On Random Number Generation for Kernel Applications

TL;DR

This paper introduces KCS-PRNG, a cryptographically secure pseudorandom number generator designed for kernel applications, featuring novel elliptic curves and clock-controlled LFSRs to produce statistically secure, non-reproducible random bits.

Contribution

The paper proposes a new CSPRNG with a unique configuration using verified elliptic curves and clock-controlled LFSRs, enhancing security and efficiency for kernel use.

Findings

Generated bitstreams are statistically indistinguishable from true randomness.

The KCS-PRNG is provably secure and resilient to attacks.

Exhibits exponential linear complexity, large period, and extensive key space.

Abstract

An operating system kernel uses cryptographically secure pseudorandom number generator for creating address space localization randomization offsets to protect memory addresses to processes from exploration, storing users' password securely and creating cryptographic keys.

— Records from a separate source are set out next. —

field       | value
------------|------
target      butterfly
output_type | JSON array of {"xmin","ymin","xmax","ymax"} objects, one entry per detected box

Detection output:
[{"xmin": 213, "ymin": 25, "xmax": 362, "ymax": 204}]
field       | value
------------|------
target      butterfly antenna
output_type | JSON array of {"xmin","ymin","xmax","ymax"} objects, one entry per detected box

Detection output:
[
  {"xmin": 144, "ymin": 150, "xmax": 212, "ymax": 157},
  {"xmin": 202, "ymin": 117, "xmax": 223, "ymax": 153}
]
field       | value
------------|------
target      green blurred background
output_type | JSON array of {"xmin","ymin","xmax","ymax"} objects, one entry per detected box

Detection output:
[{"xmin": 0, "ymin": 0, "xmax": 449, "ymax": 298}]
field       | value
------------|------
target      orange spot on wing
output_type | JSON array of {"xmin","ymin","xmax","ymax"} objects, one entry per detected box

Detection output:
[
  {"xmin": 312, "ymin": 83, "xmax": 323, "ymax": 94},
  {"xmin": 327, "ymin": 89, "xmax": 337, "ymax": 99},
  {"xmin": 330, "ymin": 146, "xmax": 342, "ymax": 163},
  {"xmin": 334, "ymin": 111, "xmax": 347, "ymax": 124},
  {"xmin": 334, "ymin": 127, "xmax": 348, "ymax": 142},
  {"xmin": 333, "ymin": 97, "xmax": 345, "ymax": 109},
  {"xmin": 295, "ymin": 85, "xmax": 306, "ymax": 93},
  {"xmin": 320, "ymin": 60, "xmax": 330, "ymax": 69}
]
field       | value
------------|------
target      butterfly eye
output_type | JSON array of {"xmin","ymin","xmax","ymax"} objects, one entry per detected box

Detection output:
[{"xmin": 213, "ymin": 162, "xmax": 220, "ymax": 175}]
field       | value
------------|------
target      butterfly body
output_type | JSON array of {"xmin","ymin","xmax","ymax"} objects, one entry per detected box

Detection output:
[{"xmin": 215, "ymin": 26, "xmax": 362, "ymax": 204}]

The paper proposes a CSPRNG called KCS-PRNG which produces non-reproducible bitstreams. The proposed KCS-PRNG presents an efficient design uniquely configured with two new non-standard and verified elliptic curves and clock-controlled linear feedback shift registers and a novel method to consistently generate non-reproducible random bits of arbitrary lengths. The generated bit streams are statistically indistinguishable from true random bitstreams and provably secure, resilient to important attacks, exhibits backward and forward secrecy, exhibits exponential linear complexity, large period and huge key space.